How to cite this URL:
Saha TK, Dasgupta A, Butt A, Chattopadhyay O. Health status of workers engaged in the small-scale garment industry: How healthy are they?. Indian J Community Med [serial online] 2010 [cited 2022 Aug 7];35:179-82. Available from: https://www.ijcm.org.in/text.asp?2010/35/1/179/62584

   Introduction Top

Though India is now considered a major power and is turning into a developed country from a developing country, a large section of its population still belong to the poorest of the poor. In developing countries, great efforts are directed towards the advancement of small-scale industries as these are considered the engine for their economic growth. According to WHO, over 1000 million people worldwide are employed in small-scale industries. [1] The 'garment' industry of India is one such industry. It is an unorganized sector, mostly run by private establishments. It provides employment for both men and women, mainly those from the lower socioeconomic classes.
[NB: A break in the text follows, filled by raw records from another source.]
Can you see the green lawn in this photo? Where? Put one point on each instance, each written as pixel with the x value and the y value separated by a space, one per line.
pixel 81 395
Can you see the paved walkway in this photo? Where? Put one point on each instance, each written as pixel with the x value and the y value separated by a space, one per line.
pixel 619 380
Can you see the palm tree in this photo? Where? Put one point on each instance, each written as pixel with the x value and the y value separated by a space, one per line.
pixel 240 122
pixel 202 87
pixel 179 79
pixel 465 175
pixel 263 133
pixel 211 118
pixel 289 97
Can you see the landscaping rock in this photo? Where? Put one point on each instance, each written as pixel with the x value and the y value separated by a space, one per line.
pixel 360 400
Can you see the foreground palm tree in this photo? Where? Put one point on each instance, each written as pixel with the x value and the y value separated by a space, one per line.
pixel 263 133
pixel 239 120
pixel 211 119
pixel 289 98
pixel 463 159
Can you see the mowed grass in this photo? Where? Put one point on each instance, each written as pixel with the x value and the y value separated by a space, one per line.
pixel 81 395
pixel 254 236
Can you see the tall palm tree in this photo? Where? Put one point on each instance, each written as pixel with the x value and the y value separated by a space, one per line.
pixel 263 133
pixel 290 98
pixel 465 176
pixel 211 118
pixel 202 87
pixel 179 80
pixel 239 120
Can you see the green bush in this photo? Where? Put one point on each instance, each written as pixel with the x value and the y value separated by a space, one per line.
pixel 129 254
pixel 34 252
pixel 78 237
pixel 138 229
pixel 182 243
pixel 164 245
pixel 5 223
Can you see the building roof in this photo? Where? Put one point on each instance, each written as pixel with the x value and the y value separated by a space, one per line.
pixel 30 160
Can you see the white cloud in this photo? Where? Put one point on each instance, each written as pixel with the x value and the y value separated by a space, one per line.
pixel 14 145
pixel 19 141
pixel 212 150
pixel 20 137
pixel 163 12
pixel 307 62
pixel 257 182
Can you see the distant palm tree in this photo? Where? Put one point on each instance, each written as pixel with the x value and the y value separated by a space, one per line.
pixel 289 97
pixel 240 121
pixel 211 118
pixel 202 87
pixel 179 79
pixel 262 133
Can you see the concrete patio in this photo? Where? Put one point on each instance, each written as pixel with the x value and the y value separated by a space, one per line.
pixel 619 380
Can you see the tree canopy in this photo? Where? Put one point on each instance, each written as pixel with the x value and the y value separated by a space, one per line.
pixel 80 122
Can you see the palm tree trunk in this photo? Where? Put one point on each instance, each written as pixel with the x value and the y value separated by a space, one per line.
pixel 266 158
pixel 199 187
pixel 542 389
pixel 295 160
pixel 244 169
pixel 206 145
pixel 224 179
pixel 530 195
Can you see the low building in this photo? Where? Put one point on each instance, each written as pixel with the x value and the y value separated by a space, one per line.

The employees of this industry hardly ever benefit from occupational health-and-safety provisions. As a result their health suffers. [1] Studies show that musculoskeletal problems, diseases of the respiratory system and eye, accidents, injuries, skin diseases, stress, insomnia, etc. are all common among these workers. The ill health is compounded by various socioeconomic factors such as poverty, lack of education, poor working conditions, excess working hours, and poor diet. [2],[3],[4]

Against this background, and because no such study has been carried out in this part of the country to date, we conducted this study among workers employed in the 'garment' industry; we had the following objectives:

  1. To find out the morbidity profile of the workers with special reference to musculoskeletal disorders.
  2. To assess the relationship of socio-demographic and occupational factors with the musculoskeletal disorders.
  3. To assess the felt needs of these workers.

   Materials and Methods Top

This was a community-based cross-sectional study carried out in a slum area of Kolkata. The study was conducted from September 2008 - November 2008.

There are three main areas in the slum where almost all those engaged in the small-scale garment industry reside. One such area was chosen by simple random sampling. A complete enumeration of all workers in the chosen area was done. There were one hundred and twelve such workers who were identified and all of them consented to participate in the study. The subjects were then interviewed using a predesigned, pre-tested, semi structured questionnaire that had been translated into the local language; the questionnaire collected data on socioeconomic conditions, occupational history, health problems.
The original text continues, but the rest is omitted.